A finite series is given by all the terms of a finite sequence, added together. An infinite series is the sum of an infinite sequence of numbers. It is represented in the form $\sum_{n=1}^\infty a_n = a_1 + a_2 + a_3 + ···$ where an represents the terms of the sequence, and n is the index that ranges from 1 to infinite.

A series is convergent (or converges) if the sequence of its partial sums tends to a limit, that is, l = $\lim_{n \to ∞} \sum_{k=1}^n a_k$ exists and is a finite number. More precisely, if there exists a number l (or S) such that for every arbitrary small positive number ε, there is a (sufficient large) N, such that ∀n ≥ N, |Sn -l| < ε where Sn = $\sum_{k=1}^n a_k = a_1 + a_2 + ··· + a_n$. If the series is convergent, the number l is called the sum of the series. On the contrary, any series that is not convergent ($\lim_{n \to ∞} \sum_{k=1}^n a_k$ does not exist) is said to be divergent or to diverge.

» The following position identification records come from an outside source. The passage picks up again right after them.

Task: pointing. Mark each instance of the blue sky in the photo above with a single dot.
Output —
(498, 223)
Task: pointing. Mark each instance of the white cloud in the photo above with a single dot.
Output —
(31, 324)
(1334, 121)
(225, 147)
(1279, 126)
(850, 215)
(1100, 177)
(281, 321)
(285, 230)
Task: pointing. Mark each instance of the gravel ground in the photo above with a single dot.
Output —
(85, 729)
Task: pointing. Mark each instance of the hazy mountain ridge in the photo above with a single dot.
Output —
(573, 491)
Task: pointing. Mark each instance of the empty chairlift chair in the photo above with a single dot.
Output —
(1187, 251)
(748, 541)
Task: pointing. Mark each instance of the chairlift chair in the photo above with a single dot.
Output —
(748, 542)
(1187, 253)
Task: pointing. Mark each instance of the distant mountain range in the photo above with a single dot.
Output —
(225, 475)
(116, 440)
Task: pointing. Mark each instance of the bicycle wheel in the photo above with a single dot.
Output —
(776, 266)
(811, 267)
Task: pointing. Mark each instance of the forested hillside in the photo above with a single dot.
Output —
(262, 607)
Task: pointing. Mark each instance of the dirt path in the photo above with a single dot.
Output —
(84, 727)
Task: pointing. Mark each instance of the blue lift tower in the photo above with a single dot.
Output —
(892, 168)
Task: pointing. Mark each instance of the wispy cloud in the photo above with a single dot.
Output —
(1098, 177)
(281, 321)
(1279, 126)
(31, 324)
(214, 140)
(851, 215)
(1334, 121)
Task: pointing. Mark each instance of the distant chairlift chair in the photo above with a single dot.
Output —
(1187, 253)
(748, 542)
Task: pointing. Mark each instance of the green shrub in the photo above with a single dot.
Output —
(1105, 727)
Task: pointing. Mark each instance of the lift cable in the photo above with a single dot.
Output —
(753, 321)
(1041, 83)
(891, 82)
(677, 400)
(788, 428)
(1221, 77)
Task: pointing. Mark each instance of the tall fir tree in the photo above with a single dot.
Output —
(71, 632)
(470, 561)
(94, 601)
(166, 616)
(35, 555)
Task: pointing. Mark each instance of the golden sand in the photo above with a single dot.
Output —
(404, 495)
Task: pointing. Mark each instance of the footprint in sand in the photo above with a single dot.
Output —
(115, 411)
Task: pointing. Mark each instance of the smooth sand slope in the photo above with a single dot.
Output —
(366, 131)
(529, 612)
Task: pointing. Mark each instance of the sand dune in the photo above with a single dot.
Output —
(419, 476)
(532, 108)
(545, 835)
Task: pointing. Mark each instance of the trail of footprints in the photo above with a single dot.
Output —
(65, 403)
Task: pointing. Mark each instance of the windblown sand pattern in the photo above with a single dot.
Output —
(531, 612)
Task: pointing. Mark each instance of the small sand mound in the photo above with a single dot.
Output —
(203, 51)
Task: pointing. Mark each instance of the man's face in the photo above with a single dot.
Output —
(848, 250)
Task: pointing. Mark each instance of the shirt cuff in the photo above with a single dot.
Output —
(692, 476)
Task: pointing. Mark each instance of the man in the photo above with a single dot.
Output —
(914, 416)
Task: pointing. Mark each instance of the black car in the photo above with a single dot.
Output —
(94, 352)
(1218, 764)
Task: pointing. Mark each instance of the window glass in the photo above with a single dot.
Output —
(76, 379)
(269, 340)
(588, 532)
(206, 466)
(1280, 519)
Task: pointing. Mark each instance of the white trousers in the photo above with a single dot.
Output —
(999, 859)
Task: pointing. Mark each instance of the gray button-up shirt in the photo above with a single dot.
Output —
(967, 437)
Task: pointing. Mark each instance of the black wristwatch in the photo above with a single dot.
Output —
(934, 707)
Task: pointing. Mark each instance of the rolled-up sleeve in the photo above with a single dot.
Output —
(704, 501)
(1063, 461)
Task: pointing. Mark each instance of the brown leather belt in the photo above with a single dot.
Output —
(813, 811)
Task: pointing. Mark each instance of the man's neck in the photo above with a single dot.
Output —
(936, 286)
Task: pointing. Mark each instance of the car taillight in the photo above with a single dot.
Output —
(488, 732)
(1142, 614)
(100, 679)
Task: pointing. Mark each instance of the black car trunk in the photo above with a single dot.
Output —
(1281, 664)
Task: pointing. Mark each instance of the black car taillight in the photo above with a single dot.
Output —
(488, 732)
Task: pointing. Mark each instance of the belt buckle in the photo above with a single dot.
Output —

A geometric series is a specific type of infinite series where each term is obtained by multiplying the previous term by a fixed, non-zero constant. The general form of a geometric series is: $\sum_{n=0}^\infty a_n = \sum_{n=0}^\infty ar^n = a + ar + ar^2 + ar^3 + ···$

$S_n = a + ar + ar^2 + ar^3 + ··· + ar^{n-1}$ ⇒[Multiplying both sides of the equation by r] $rS_n = ar + ar^2 + ar^3 + ar^4 + ··· + ar^{n}$ ⇒[Subtracting these equations we then obtain] $S_n -rS_n = a - ar^{n} ⇒ S_n(1-r) = a(1-r^n) ⇒$[r≠1, we can divide both sides by 1-r and obtain the formula for the nth partial sum of a geometric sequence] $S_n = \frac{a(1-r^n)}{1-r}$

If |r| < 1, $\lim_{n \to ∞}S_n = \lim_{n \to ∞} \frac{a(1-r^n)}{1-r} = \frac{a(1-0)}{1-r} = \frac{a}{1-r}$. Otherwise, |r| > 1, the series diverges.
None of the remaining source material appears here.